El carnaval pujllay de Tarabuco postula al título de Patrimonio El agradecimiento a la Pachamama y el tributo a bravos guerreros reviven en el baile del pujllay. Tarabuco espera a 5.000 turistas para su fiesta mayor que se llevará a cabo del 12 al 18 de marzo.
Setenta comunidades indígenas revivirán el tradicional baile del pujllay del 12 al 18 de marzo en el carnaval de Tarabuco (Chuquisaca). Los organizadores esperan al menos a 5.000 turistas para potenciar el anhelado proyecto de lograr el Título de Patrimonio Cultural para la fiesta quechua.
“El título patrimonial será otra manera de valorizar y potenciar a Tarabuco con su auténtico pujllay”, aseguró el alcalde de Tarabuco, Eliseo Sesgo, quien —junto al prefecto de Chuquisaca, David Sánchez y autoridades del Ministerio de Producción y Microempresa y los viceministerios de Turismo y Cultura— presentará hoy oficialmente el Carnaval (10.30) en el Musef.
“El pujllay —“juego” en quechua— es un baile milenario que representa un tributo a la abundancia de la Pachamama y al poderío militar de un pueblo; es también un punto de reunión para las 70 comunidades de Tarabuco”, define el antropólogo Milton Eyzaguirre. El origen de la danza data de tiempos de la invasión inca cuando el imperio envió a una casta de guerreros a lo que hoy es Chuquisaca para frenar el avance de las tribus chiriguanas (guaraníes). “Hay evidencias de que estos incas usaban una montera de madera”, puntualiza el experto.

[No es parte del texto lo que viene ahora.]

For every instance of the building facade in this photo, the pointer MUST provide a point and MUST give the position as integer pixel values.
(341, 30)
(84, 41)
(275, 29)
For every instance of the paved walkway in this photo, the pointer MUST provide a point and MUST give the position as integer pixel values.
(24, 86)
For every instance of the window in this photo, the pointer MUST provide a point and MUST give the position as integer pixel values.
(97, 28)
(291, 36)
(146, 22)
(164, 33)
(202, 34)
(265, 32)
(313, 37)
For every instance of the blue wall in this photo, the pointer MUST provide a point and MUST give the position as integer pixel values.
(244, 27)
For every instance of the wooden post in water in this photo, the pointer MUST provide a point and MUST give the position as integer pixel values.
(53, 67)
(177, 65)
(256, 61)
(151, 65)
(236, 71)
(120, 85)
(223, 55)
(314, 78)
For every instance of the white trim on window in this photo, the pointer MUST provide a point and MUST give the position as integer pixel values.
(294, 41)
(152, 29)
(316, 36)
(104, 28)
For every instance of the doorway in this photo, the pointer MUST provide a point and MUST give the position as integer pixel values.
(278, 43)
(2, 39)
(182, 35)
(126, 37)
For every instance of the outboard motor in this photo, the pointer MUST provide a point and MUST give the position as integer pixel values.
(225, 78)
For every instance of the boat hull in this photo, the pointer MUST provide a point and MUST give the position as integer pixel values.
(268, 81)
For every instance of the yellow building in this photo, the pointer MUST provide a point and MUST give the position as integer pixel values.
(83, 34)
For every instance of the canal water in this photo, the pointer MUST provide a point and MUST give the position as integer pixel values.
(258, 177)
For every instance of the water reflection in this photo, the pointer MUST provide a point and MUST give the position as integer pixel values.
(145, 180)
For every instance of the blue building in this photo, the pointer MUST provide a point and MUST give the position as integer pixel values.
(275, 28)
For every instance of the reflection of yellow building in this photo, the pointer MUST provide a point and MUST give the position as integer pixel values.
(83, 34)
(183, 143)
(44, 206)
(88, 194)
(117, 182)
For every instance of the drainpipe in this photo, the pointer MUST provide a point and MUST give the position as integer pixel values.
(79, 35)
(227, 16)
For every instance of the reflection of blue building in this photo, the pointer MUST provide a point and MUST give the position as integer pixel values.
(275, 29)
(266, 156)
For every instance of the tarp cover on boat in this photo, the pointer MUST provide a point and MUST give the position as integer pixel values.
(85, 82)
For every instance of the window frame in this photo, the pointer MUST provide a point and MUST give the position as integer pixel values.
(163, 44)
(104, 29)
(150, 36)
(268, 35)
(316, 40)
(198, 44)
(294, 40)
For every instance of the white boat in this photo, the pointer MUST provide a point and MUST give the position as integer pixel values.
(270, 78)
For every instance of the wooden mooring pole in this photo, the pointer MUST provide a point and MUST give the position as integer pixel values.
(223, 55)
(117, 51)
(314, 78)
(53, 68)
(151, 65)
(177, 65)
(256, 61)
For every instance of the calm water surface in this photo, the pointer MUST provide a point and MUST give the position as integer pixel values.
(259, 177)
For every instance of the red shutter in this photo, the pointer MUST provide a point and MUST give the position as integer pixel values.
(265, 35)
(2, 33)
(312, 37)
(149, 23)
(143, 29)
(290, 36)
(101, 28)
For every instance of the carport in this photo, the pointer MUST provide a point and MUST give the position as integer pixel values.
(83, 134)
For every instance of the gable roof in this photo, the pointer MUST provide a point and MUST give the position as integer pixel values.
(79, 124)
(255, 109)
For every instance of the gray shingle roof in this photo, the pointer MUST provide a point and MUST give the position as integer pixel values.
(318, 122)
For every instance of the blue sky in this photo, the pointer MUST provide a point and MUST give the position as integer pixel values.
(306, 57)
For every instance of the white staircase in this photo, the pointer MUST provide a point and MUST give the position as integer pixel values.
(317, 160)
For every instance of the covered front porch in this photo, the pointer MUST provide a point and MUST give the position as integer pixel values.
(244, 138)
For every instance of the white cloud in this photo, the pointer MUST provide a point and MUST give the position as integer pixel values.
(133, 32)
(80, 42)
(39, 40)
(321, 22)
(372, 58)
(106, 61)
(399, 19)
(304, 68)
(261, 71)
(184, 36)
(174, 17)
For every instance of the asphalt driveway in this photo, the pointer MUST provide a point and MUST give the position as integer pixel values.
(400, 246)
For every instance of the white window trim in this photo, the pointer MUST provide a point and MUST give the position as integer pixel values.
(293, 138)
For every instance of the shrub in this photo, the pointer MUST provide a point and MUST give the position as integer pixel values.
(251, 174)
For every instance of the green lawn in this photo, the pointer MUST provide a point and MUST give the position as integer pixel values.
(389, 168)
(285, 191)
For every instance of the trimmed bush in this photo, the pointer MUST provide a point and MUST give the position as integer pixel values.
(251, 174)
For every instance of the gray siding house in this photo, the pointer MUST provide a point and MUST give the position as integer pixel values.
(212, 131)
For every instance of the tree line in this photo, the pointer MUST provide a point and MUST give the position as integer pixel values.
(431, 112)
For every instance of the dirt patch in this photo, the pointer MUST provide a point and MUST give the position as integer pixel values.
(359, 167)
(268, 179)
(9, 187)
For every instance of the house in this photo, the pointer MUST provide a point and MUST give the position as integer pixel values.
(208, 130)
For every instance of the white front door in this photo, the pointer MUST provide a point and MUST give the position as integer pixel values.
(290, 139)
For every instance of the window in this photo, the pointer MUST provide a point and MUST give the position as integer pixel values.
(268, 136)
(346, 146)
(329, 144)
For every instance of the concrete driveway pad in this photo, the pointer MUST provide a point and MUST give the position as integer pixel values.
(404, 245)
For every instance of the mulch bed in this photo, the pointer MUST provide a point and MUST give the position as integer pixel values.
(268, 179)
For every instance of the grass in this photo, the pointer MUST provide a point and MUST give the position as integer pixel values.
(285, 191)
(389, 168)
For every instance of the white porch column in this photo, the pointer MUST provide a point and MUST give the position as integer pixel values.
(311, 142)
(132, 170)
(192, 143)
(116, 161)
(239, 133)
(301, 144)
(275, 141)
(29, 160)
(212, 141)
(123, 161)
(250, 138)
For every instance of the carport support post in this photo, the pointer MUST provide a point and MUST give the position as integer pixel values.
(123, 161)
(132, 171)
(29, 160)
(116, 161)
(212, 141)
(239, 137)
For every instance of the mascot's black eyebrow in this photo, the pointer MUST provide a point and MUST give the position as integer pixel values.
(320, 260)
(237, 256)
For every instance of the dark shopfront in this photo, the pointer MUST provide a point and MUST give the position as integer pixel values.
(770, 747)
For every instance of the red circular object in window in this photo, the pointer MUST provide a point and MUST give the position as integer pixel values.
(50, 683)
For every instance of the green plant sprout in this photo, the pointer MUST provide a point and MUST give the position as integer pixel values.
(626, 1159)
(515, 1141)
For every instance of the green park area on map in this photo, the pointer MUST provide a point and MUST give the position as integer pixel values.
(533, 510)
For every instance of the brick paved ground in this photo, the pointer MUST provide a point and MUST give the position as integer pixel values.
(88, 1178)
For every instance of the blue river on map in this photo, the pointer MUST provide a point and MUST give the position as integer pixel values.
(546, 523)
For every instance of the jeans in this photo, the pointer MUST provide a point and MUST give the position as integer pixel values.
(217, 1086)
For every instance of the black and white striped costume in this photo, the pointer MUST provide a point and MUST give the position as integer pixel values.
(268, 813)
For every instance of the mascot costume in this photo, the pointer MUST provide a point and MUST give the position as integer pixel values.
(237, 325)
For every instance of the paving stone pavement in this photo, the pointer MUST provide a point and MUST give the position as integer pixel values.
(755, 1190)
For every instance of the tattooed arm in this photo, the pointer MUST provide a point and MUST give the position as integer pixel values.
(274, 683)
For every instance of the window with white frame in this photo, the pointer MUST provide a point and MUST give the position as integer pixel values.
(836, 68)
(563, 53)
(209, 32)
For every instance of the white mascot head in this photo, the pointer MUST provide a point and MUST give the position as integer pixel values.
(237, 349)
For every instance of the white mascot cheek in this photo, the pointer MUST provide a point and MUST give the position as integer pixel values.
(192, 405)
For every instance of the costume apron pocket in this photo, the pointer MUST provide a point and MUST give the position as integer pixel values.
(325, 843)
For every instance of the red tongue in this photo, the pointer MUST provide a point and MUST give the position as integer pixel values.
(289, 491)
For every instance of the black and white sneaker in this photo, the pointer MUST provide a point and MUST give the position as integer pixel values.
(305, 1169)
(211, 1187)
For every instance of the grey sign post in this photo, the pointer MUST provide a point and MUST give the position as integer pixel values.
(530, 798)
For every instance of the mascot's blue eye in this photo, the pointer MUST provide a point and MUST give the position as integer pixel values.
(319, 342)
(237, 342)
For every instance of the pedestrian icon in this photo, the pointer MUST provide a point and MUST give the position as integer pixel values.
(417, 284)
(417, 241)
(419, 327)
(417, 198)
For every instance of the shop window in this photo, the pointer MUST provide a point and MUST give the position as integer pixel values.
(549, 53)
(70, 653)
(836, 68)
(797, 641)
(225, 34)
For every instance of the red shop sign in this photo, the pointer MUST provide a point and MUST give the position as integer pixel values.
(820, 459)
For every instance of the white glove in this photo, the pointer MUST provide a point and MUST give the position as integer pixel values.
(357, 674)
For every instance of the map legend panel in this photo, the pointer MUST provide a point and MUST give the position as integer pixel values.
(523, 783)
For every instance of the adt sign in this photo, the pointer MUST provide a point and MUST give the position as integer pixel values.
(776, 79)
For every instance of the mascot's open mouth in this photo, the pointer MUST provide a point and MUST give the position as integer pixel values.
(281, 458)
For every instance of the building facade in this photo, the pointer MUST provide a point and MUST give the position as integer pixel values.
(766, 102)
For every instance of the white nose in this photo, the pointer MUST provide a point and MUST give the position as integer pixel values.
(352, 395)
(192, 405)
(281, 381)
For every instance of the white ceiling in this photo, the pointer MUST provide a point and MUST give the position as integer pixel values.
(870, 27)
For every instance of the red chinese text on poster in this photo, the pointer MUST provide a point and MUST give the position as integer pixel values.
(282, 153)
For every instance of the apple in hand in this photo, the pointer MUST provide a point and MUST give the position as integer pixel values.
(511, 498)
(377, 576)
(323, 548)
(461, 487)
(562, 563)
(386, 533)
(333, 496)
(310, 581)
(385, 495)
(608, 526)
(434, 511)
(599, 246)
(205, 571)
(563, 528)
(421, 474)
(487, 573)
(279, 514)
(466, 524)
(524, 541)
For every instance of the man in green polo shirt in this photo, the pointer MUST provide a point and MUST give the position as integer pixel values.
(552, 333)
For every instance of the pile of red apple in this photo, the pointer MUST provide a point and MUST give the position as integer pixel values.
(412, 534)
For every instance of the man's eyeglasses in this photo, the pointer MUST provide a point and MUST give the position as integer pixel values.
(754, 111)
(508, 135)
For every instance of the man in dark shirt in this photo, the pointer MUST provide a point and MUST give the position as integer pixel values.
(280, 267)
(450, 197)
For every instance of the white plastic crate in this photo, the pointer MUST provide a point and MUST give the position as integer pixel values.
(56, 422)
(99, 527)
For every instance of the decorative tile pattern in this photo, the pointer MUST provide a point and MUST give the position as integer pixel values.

En tiempos coloniales, el pujllay se actualizó con la batalla de Jumbate. Allí, el 12 de marzo de 1816, los independentistas tarabuqueños, dirigidos por Pedro Calisaya, vencieron a las tropas realistas disfrazando los arbustos de payares con ponchos para que los españoles gasten fuerzas y sucumban. En conmemoración a la victoria, el 12 de marzo se realizará la primera fiesta en Jumbate y la celebración continuará el 17 y 18 en Tarabuco. Pero el pujllay es también un agradecimiento ritual. Empieza con una misa en la que se coloca una escalera “para que las almas, que ayudaron en la cosecha, vuelvan al cielo”, explica Eyzaguirre.